Links and inodes

Updated: April 19, 2023

File data is stored distinctly from its name and can be referenced by more than one name. Each filename, called a link, points to the actual data of the file itself.

(There are actually two kinds of links: hard links, which we refer to simply as “links,” and symbolic links, which are described in the next section.)

In order to support links for each file, the filename is separated from the other information that describes a file. The non-filename information is kept in a storage table called an inode (for “information node”).

If a file has only one link (i.e., one filename), the inode information (i.e., the non-filename information) is stored in the directory entry for the file. If the file has more than one link, the inode is stored as a record in a special file named /.inodes—the file's directory entry points to the inode record.

Figure 1. One file referenced by two links.

Note that you can create a link to a file only if the file and the link are in the same filesystem.

There are some situations in which a file can have an entry in the /.inodes file:

Removing links

When a file is created, it's given a link count of one. As you add and remove links to and from the file, this link count is incremented and decremented.

The disk space occupied by the file data isn't freed and marked as unused in the bitmap until its link count goes to zero and all programs using the file have closed it. This allows an open file to remain in use, even though it has been completely unlinked. This behavior is part of that stipulated by POSIX and common Unix practice.

Directory links

Although you can't create hard links to directories, each directory has two hard-coded links already built in:

The filename “dot” refers to the current directory; “dot dot” refers to the previous (or parent) directory in the hierarchy.

Note that if there's no predecessor, “dot dot” also refers to the current directory. For example, the “dot dot” entry of / is simply /; you can't go further up the path.

Note: There's no POSIX requirement for a filesystem to include . or .. entries; some filesystems, including flash filesystems and /dev/shmem, don't.

Symbolic links

A symbolic link (or symlink) is a special file that usually has a pathname as its data. When the symbolic link is named in an I/O request—by open(), for example—the link portion of the pathname is replaced by the link's “data” and the path is reevaluated.

Symbolic links are a flexible means of pathname indirection and are often used to provide multiple paths to a single file. Unlike hard links, symbolic links can cross filesystems and can also link to directories. You can use the ln utility to create a symlink.

In the following example, the directories /net/node1/usr/fred and /net/node2/usr/barney are linked even though they reside on different filesystems—they're even on different nodes (see the following diagram). You can't do this using hard links, but you can with a symbolic link, as follows:

ln -s /net/node2/usr/barney /net/node1/usr/fred

Note how the symbolic link and the target directory need not share the same name. In most cases, you use a symbolic link for linking one directory to another directory. However, you can also use symbolic links for files, as in this example:

ln -s /net/node1/usr/src/game.c /net/node1/usr/eric/src/sample.c
Figure 2. Symbolic links.
Note: Removing a symbolic link deletes only the link, not the target.

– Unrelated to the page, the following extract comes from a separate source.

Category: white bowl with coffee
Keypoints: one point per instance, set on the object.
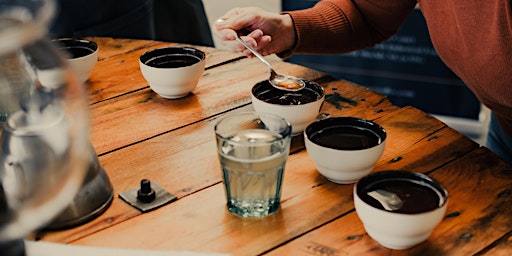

Several functions operate directly on the symbolic link. For these functions, the replacement of the symbolic element of the pathname with its target is not performed. These functions include unlink() (which removes the symbolic link), lstat(), and readlink().

Since symbolic links can point to directories, incorrect configurations can result in problems, such as circular directory links. To recover from circular references, the system imposes a limit on the number of hops; this limit is defined as SYMLOOP_MAX in the <limits.h> include file.

You can get some surprising results, depending on how you set up the symbolic links in your system. For example:

# ln -sP /dev/shmem /some_dir
# echo > /some_dir/my_file
# ln -sP /some_dir/my_file /some_dir/my_link
# ls /some_dir
my_file my_link
# cd /some_dir
# ls

Note that ls shows the link if given an explicit path, but otherwise doesn't. Understandably this can cause some confusion and distress. Since it's common for /tmp to be a link to /dev/shmem, this situation can easily arise for special files created in /tmp.

The root of the problem is that when you use chdir() or the shell's cd command to go to some_dir, you actually end up at /dev/shmem, because of the some_dir symbolic link. But you asked the path manager to create a link under /some_dir, not under /dev/shmem, and the path manager doesn't care that /some_dir is a link somewhere else.

The problem can occur any time a directory symlink exists, where the following special files are created by postfixing the symlink path:

We recommend that you always create such links/attachment points by using a canonical path prefix that doesn't contain symlinks. If you do this, then the name will be accessible through the canonical path as well as through the symlink.